Kennebec Behavioral Health’s School-Based Program has been helping school-age children and adolescents in the school setting since 1996. A clinical program that enhances traditional guidance programs, KBH is in thirty-four schools in Central and Mid-Coast Maine. For schools, a primary goal of this service is to reduce barriers to learning. For example, if a student is struggling with a mental health diagnosis, or living in a chaotic home with domestic violence or substance abuse issues, a KBH clinician is in the school to help them develop the skills needed to be successful in school and in life. Many of these students cannot get services in one of the KBH clinics due to a parent’s inability to transport them or because of their own problems. The KBH School-Based clinician can work with a student on how they can grow and develop despite their challenges in life.


“We help kids be the best they can be by working with them and with their families in the schools.”

Colleen Madigan,
Director of School-Based Services

Schools are very supportive of students and want them to succeed academically and personally. The KBH School-Based Program can assist with that goal. On any given day, in the schools with which KBH contracts, credentialed KBH counselors can be found dealing with the results of domestic violence, substance abuse, sex abuse or depression. Some people wonder why the school’s guidance office can’t deal with students’ problems, but more difficult mental health issues need more intensive therapy or support. In a recent example, School-Based Program counselor Colleen Madigan described two young girls whose anxiety reflected the family’s serious poverty and anxiety over money problems. Reducing that anxiety was an important week-to-week task for her to enable those girls to be ready to learn rather than being preoccupied with worry about having a home or food.

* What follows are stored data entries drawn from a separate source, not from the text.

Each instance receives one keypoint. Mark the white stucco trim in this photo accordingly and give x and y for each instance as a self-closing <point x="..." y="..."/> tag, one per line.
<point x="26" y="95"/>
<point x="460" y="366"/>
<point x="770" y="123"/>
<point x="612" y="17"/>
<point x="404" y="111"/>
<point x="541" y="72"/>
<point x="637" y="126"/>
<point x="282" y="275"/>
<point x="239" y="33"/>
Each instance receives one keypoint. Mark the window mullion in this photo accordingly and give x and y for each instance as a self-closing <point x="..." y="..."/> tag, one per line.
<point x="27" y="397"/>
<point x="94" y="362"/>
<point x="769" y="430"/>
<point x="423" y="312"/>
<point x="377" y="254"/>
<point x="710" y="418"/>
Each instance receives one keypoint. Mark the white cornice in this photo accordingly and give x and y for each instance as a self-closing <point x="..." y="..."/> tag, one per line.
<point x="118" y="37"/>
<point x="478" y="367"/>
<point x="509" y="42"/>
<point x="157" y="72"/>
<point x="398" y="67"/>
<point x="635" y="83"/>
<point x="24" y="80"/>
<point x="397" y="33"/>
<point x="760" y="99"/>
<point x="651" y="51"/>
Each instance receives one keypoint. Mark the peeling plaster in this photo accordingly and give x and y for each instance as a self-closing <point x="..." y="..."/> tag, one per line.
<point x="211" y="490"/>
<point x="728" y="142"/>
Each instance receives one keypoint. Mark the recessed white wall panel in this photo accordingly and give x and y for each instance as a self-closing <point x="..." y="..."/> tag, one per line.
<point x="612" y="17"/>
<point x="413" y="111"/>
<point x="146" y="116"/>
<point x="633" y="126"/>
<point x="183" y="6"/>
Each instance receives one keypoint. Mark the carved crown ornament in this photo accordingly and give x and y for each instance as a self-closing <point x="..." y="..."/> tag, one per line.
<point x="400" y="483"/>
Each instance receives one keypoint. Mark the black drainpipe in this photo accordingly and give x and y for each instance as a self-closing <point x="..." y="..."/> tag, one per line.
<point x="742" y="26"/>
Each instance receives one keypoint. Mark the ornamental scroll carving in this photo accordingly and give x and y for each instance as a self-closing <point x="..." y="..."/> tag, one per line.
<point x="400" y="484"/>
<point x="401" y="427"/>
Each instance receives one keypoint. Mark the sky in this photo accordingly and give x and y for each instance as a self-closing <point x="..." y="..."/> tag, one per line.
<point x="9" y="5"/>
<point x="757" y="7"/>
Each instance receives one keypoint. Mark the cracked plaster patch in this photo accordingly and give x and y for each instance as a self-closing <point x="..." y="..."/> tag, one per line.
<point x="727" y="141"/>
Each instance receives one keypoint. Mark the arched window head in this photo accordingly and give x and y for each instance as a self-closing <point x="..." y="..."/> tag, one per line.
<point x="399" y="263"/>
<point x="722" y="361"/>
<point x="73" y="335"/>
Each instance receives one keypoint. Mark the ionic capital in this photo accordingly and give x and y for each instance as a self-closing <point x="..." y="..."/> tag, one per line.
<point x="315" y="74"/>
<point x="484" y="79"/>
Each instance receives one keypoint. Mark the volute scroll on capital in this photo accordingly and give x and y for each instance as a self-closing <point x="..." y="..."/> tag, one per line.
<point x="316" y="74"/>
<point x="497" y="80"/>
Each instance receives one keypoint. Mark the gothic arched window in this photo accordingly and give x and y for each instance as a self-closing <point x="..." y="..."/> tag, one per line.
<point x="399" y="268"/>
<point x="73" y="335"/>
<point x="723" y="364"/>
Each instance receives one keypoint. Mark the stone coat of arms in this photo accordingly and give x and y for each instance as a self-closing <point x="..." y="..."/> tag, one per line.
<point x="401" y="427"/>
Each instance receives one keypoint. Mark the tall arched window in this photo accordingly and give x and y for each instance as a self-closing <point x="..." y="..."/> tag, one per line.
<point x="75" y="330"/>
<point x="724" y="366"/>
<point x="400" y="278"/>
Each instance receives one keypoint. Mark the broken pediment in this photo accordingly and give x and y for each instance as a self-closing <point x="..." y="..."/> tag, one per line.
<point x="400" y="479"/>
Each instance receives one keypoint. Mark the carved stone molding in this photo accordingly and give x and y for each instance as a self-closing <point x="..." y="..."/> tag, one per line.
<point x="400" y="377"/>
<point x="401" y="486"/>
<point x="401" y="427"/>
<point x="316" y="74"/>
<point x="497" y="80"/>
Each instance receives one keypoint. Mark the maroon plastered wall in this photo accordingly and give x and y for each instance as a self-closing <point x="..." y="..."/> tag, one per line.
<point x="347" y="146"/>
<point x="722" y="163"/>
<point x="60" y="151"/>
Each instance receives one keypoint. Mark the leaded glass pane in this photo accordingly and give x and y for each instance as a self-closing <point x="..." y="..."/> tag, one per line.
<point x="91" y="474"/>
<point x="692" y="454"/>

Critical to children’s services, Colleen states, is obtaining parental involvement. KBH mental health providers always hope that the home-school connection will assist in supporting the child or adolescent, but often it is not that easy. Success is when parent, child, and school are in agreement about how to meet challenges, and they support each other in meeting those challenges.

Towns served
Augusta Manchester Pittston Waterville
Bingham Moscow Randolph Wayne
Bristol Mt. Vernon Readfield West Gardiner
Damariscotta Newcastle Richmond Windsor
Dresden Nobleboro Somerville Winslow
Gardiner Palermo South Bristol
The School-Based Program also serves a number of Head Start Programs in Kennebec and Somerset Counties.
Overview

The School-Based program offers access to a continuum of behavioral health services to students at their schools with a goal of reducing barriers to learning.

Focused on the student and his/her family, the collaborative effort between the school and a team of behavioral health professionals offers psycho-social, substance abuse and crisis assessments when a student is referred by school personnel.

After a diagnosis is made, counseling is provided at the school, consistent with the student’s treatment plan. This may consist of group and individual treatment, consultation with parents and school personnel.

Referrals for other services can also be made, based on the needs of the student and family.

“When the
School-Based clinician connects successfully with a student, it reduces the barriers to learning.”